We were at the tiny pharmacy in tiny Newton Falls, Ohio, in the “ethnic” section. There was, as there is now, an array of products. Products for making your hair wet and curly—not so “coarse.” There were products to prevent the razor bumps that plague black men. The powder form that you had to mix with water into a messy paste that dried like cement against your skin and had to be scraped off with a trowel. Hot combs that my mother placed on the stove and heated to glowing, red nuclear levels in order to “tame” my sister’s hair and made the whole house smell like lemon and Sulfur 8. My mother held my sister tightly between her knees during these weekly sessions, usually the night before church, telling my sister to stop squirming and popping her upside her head as her hair sizzled and popped like bacon frying.

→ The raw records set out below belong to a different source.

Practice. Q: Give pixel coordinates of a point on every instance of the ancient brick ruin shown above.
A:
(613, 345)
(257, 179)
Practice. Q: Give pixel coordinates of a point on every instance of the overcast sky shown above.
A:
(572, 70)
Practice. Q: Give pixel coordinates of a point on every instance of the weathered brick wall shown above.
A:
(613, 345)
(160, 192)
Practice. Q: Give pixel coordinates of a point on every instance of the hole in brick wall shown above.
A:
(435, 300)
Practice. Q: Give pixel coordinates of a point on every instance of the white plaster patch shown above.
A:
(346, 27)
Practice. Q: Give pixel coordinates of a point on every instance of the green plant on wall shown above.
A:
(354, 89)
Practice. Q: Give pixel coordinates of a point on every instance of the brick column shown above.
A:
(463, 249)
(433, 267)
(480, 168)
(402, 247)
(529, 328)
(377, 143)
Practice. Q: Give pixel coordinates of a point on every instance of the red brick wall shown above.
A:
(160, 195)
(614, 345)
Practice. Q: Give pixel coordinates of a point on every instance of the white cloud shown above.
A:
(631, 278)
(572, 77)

But between the Ultra Sheen and the Hair Food, I found what I had come for. I had seen it on Soul Train. A miracle in a tube made to prevent “dark spots and blemishes” for black women. But I had already worked out that if it faded “dark spots,” it could fade me all over because my whole body was a dark spot. I had already worked out that, if I used it all over my body, I could be light-skinned like my sister. My sister is the lightest of all of us. My father used to jokingly call her the milkman’s baby because we were all dark-skinned and couldn’t figure out where she had come from, and if it weren’t for the fact that she looked just like my father, I’m sure he would have demanded that some sort of DNA test be performed.

My sister listened to me complain about being too dark all the time because she loved me. I whined to her about how ugly I was and how no one would ever love me. She sympathized but couldn’t empathize. She felt guilty, and I used her guilt to emotionally blackmail her high-yellow ass to take up a place at the end of the aisle where I was about to thieve fade cream.

I made her walk the end of the aisle like a sentry while I undid my belt buckle and zipper. I took three tubes of Ambi and shoved them down my pants with lightning speed. But we’d timed it wrong. My mother wasn’t finished shopping yet, and I had to walk around with her with my legs all wide like a cowboy until she was finished, a tube of Ambi shoved into my underwear slowly working its way to my butthole every time I took a step. But no one noticed, and by the time we got to the car, I couldn’t wait to get home. I couldn’t wait to be light-skinned.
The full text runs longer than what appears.